Interestingly, instead of theoretical population genetics, it might be the field of combinatorial mathematics that is more germane to evolutionary theory by demonstrating the vanishingly minuscule odds of functional new proteins arising by random mutation. Mathematics certainly has its place in evolutionary theory, but not necessarily the one Darwinians envision.

A third student spotted the inherent contradiction in a purely materialist physics, writing:

Scientists apparently want to adhere to the idea that man is just another form of life, right — that we are insignificant in the grand scheme of things?

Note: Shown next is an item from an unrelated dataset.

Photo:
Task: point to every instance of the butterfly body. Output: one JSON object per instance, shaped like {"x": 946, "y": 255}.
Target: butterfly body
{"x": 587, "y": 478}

So how can that ideal be held in juxtaposition with the insistence that man will be able to determine a "theory of everything"?

Art Without the Artisan

Many of my students noticed the inherently religious character of some aspects of modern physics and its aesthetic fascination with elegance and unification as a measure of truth value. Copernicus had made simplicity and elegance the driving motivation of his posing the sun as the center of the solar system, but he was explicit about the religious nature of his aesthetic sensibilities. Modern physics, however, seems to want to have the art without the artisan. And more to the point of my student's question, what does it mean that humans have the unique ability to wonder about and actually comprehend aspects of the nature of reality if we are just accidental by products of physical processes? This is a great question, but how many science courses will encourage this kind of inquisitiveness?

The more I engage students on issues at the intersection between science and religion, the more it becomes clear to me why the scientific establishment expends so much energy trying to keep the "Divine Foot" (to use Richard Lewontin's term) out of the classroom.

Given the opportunity and encouragement, students are quite adept at spotting the incongruities, double standards, and tendentious arguments that often attend attempts to keep faith with methodological naturalism.

If students were given a complete picture of subjects like the origin of the universe, the origin of life, evolution, and the nature of mind and consciousness, methodological naturalism might not have a prayer!